Q: You mentioned that your H2O production series is a little less because of the flood…
BP: They actually were exactly what they would have been, they were just all new. We were 100% technically, maybe 99%. What you saw, and you can look at pictures online, but our 40 foot tall video wall, out of 300 panels, 260 are brand new and were not in our possession as of that Saturday when it started raining. We had all the original ones, but most of them wound up under water. What is amazing, this brand new product that we are bringing out on the road is it is both transparent and high resolution. You can see through it. When the pictures go away, you can see the star drop behind it. Sometimes you will see me come up on it and it looks like it is suspended. The tempting thing was to use all the original panels because they still worked. The problem was that the cables that were attached to them, we found as we started plugging them in, were catching fire. You would be in the middle of one of our rehearsals and hear a noise and turn around and look and there would be a flame up here. It was “wait a minute, we aren’t doing pyros, that’s not suppose to be that way”. What is crazy about the tour is that we literally had to do things that we never had to do before. We usually take three weeks to rehearse something and the first week is getting everything in line, the second week you start running things and third week, you are working on getting this or that better. We had five days. We got to Virginia Beach, we sort of set up out there which is when we really got down to figuring it out. We had just five days after we got there to try and figure out what we are doing. Thursday night, there was a curfew at 11pm because of the venue and at 10 minutes to 11pm, I said this isn’t right; four songs aren’t right, we have to move this one down to the last, this isn’t going to work here, we will run it tomorrow. We changed the whole set list, ran it Friday and it was like “that’s it!” and it worked. We lucked out. Waterworld has been an amazing thing to watch. These people are just sinking their teeth into a whole day worth of stuff to do. In Cincinnati, the new acts had about 8,000 watching at four in the afternoon on a Sunday. People are desperate for entertainment right now and it feels good to be both back out there doing it and also to know what my crew accomplished with getting everything to work.

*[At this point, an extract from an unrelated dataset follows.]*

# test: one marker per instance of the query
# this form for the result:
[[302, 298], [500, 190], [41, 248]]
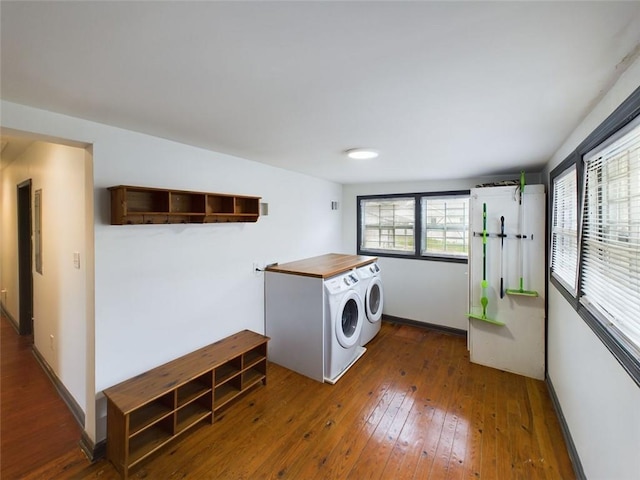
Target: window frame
[[417, 245], [561, 172], [619, 347]]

Q: Speaking of the new acts on your tour, I have had a chance to speak to a few of them and because of your notorious “pranksterness”, some of them find themselves being very paranoid or suspicious when you make even a simple request like “can I come play with you”. Do you find them being a bit paranoid or skiddish?
BP: They are! It is funny because I invite them out the first night and tell them this is how we are going to do this. We start “Alcohol” in the encore segment, we are going to wheel a bar out and then we are going to serve you drinks. You come out and take a drink and then I want you to go down and shake hands, sign autographs on the front of the stage, sing along, do whatever you want to do. So I am standing here and the first night Steel Magnolia and Easton Corbin; Josh and Justin and Darius had been out before; so these guys walk out and here they come and they walk as far behind me as they can as I am singing. I was like “give me five”, like they think I am going to prank them in the middle of my show. Then they finally came and kicked me out and sang a line of the song. It’s not fair that I have a bad name.